LHC Tunnel

LHC Tunnel

Saturday 19 July 2014

OpenStack plays Tetris : Stacking and Spreading a full private cloud

At CERN, we're running a large scale private cloud which is providing compute resources for physicists analysing the data from the Large Hadron Collider. With 100s of VMs created per day, the OpenStack scheduler has to perform a Tetris like job to assign the different flavors of VMs falling to the specific hypervisors.

As we increase the number of VMs that we're running on the CERN cloud, we see the impact of a number of configuration choices made early on in the cloud deployment. One key choice is how to schedule VMs across a pool of hypervisors.

We provide our users with a mixture of flavors for their VMs (for details, see http://openstack-in-production.blogspot.fr/2013/08/flavors-english-perspective.html).

During the past year in production, we have seen a steady growth in the number of instances to nearly 7,000.


At the same time, we're seeing an increasing elastic load as the user community explores potential ways of using clouds for physics.



Given that CERN has a fixed resource pool and the budget available is defined and fixed, the underlying capacity is not elastic and we are now starting to encounter scenarios where the private cloud can become full. Users see this as errors when they request VMs that no free hypervisor could be located.

This situation occurs more frequently for the large VMs. Physics programs can make use of multiple cores to process physics events in parallel and our batch system (which runs on VMs) benefits from a smaller number of hosts. This accounts for a significant number of large core VMs.


The problem occurs as the cloud approaches being full. Using the default OpenStack configuration (known as 'spread'), VMs are evenly distributed across the hypervisors. If the cloud is running at low utilisation, this is an attractive configuration as CPU and I/O load are also spread and little hardware is left idle.

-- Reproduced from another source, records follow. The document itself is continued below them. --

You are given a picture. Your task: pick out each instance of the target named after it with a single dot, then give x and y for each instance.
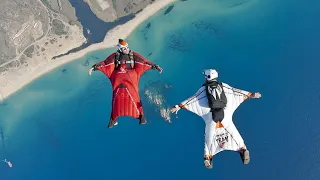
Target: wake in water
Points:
(154, 92)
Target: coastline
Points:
(109, 41)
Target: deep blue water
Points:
(56, 126)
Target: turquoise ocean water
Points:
(55, 128)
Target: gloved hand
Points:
(157, 67)
(93, 68)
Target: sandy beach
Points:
(110, 40)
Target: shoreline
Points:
(110, 40)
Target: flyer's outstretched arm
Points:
(237, 96)
(192, 103)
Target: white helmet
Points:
(210, 74)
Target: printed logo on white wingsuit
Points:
(215, 91)
(222, 138)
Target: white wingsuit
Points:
(222, 135)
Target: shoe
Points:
(142, 120)
(208, 163)
(245, 156)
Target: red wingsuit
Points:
(125, 98)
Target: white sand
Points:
(111, 39)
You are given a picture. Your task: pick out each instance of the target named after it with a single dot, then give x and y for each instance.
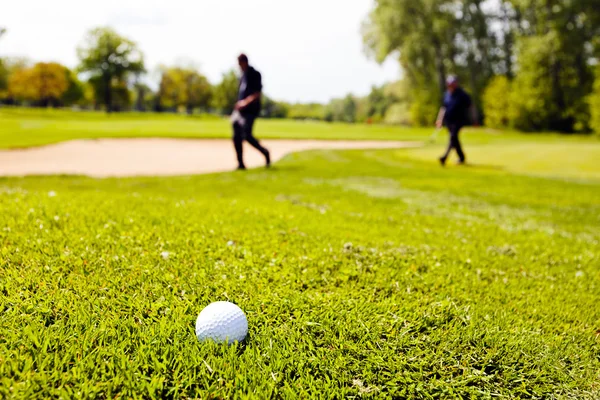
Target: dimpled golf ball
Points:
(222, 322)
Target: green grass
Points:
(25, 128)
(362, 273)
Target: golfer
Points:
(455, 114)
(246, 111)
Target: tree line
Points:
(530, 64)
(109, 77)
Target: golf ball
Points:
(222, 322)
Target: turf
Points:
(362, 273)
(26, 128)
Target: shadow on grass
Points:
(483, 166)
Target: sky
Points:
(308, 50)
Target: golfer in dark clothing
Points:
(455, 114)
(247, 110)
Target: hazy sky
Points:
(307, 50)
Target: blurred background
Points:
(530, 65)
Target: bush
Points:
(496, 102)
(594, 102)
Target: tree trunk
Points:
(108, 93)
(439, 65)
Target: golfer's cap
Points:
(452, 80)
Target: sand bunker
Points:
(157, 157)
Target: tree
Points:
(556, 45)
(422, 33)
(109, 58)
(43, 84)
(75, 90)
(496, 102)
(274, 109)
(184, 87)
(594, 101)
(8, 67)
(226, 93)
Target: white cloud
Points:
(308, 50)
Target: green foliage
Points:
(225, 94)
(397, 114)
(434, 38)
(594, 102)
(311, 111)
(74, 95)
(23, 127)
(557, 42)
(543, 100)
(497, 102)
(109, 58)
(362, 273)
(274, 109)
(43, 84)
(184, 87)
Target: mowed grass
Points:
(363, 274)
(26, 128)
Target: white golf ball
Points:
(222, 322)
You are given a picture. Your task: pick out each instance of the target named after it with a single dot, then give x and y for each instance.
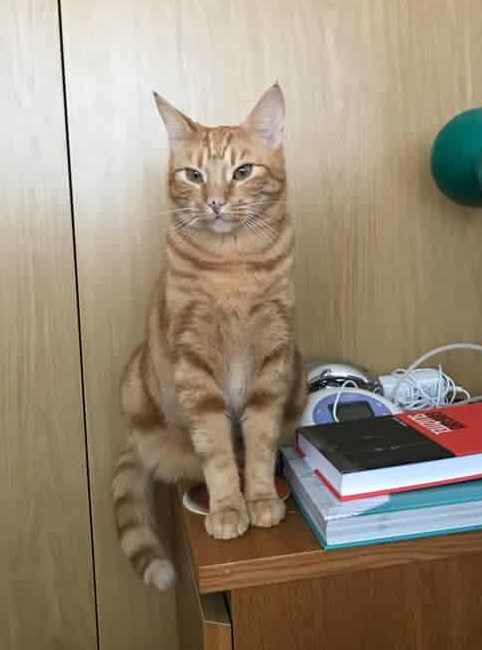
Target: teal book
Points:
(418, 513)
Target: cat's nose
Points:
(216, 204)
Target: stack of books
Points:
(383, 479)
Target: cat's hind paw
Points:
(265, 513)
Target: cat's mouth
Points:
(222, 225)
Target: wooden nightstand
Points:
(276, 589)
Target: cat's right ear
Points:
(179, 127)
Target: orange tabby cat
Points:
(219, 346)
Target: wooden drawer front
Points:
(203, 620)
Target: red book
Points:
(407, 451)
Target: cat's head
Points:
(224, 178)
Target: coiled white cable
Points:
(448, 390)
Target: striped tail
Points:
(130, 492)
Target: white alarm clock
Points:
(339, 392)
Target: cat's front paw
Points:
(228, 522)
(266, 512)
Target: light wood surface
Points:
(46, 580)
(291, 552)
(422, 606)
(203, 620)
(386, 267)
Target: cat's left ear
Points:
(267, 118)
(179, 126)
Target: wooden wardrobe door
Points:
(386, 267)
(46, 580)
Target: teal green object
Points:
(457, 158)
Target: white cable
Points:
(348, 383)
(428, 355)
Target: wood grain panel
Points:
(46, 581)
(416, 607)
(386, 267)
(203, 620)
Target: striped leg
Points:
(205, 406)
(261, 431)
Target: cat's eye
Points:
(194, 175)
(243, 172)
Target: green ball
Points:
(457, 158)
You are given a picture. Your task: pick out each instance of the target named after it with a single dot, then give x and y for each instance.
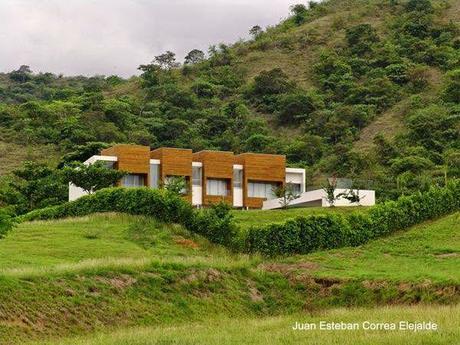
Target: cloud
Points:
(115, 36)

However, as the utilisation of the cloud increases, the resources free on each hypervisor are reduced evenly. To take a simple case, a cloud with two compute nodes of 24 cores handling a variety of flavors. If there are requests for two 1-core VMs followed by one 24 core flavor, the alternative approaches can be simulated.

In a spread configuration,
  • The first VM request lands on hypervisor A leaving A with 23 cores available and B with 24 cores
  • The second VM request arrives and following the policy to spread the usage, this is scheduled to hypervisor B, leaving A and B with 23 cores available.
  • The request for one 24 core flavor arrives and no hypervisor can satisfy it despite there being 46 cores available and only 4% of the cloud used.
In the stacked configuration,

  • The first VM request lands on hypervisor A leaving A with 23 cores available and B with 24 cores
  • The second VM request arrives and following the policy to stack the usage, this is scheduled to hypervisor A, leaving A with 22 cores and B with 24 cores available.
  • The request for one 24 core flavor arrives and is satisfied by B
A stacked configuration is configured using the RAM weight being negative (i.e. prefer machines with less RAM). This has the effect to pack the VMs. This is done through a nova.conf setting as follows

ram_weight_multiplier=-1.0


When a cloud is initially being set up, the question of maximum packing does not often come up in the early days. However, once the cloud has workload running under spread, it can be disruptive to move to stacked since the existing VMs will not be moved to match the new policy.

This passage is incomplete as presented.